I have a confession to make. I don’t like summer. Certain summer things are good: the smell of grilling steak, vacations (though I’d rather take those in the spring or fall), swimming. Even beaches, to me, are not a summer thing; I’m a Northern Californian. Beaches are for gasping at the threatening majesty of the ocean, for poking around tidepools and slipping on rocks, for freezing one’s feet and ankles.
Summer breaks the rhythm of the year. It lumbers like a semi-truck laden with heat, mosquitoes and boredom into the circle of the calendar. Days sprawl in stifling monotony with only the dim promise of a post-bedtime dusk.
Those bloated days are slimming down now; sunrise lingers at the table for a second cup of coffee, sunset is edging toward dinner time. Michaelmas will be here soon.
As that last sentence entered my head, the last few years of my children’s education crystallized. Waldorf education emphasizes rhythm: the rhythm of the year as it cycles through the seasons, the daily rhythm of simple routines, the alternating cycles of expressive and quiet time throughout the school day. Rhythm follows the children throughout their days and years. In the kindergarten, the children begin their morning in a circle, singing a greeting to nature. In the grades, teachers move to the next grade with their classes, establishing a pattern of predictability, a constant rhythm. Rhythm infuses the curriculum. Children in the lower grades use copper rods and clapping to beat the rhythms of counting and addition patterns. Music begins early and is treated as an essential part of learning, rather than as an “extra.”
Seasons and festivals are celebrated at predictable points throughout the year in ways that emphasize tradition, simplicity, beauty, and family. Michaelmas, the feast of St. Michael marks the shortening of the days, the need for light and courage during dark times. Halloween follows, with the beautiful traditions of the Protected Path – a fairytale journey for younger children, and the Perilous Path – a more challenging and fearsome quest for the older students. The candles of the Advent Spiral brighten the dark of winter, as do classroom visits by Santa Lucia and St. Nicholas. As spring approaches, excitement builds. The third grade garden begins to peak, field trips and activities blossom with the campus flowers, and May Faire approaches. And, then, we slide into summer, our daily rhythm disrupted once more.

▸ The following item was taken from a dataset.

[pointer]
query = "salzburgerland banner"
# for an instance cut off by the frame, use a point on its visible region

For me, the challenge lies in bringing that sense of rhythm home for the summer. With day camps and summer camps, visits to grandparents, vacations and work schedules, summer feels fragmented and uncertain. In June we heave a sigh of relief, casting off the obligations and structure of the school year. For a week or two we frolic in freedom; bedtimes are extended, TV rules are relaxed. Then, like children after a birthday party or day at the fair, we begin to feel queasy and insecure. Sleep deprived and heat exhausted, we lurch from one week to the next.
We are a couple week back into school now, and a sense of peace is settling about the house. Clamoring demands to “watch a movie” have given way to the construction of living room forts. Legos and handwork have reappeared from the cupboards. Homework and bedtime have returned a sense of order to the week. Soon we will face the dragons of meetings and over-commitment, but for now, our rhythm is steady.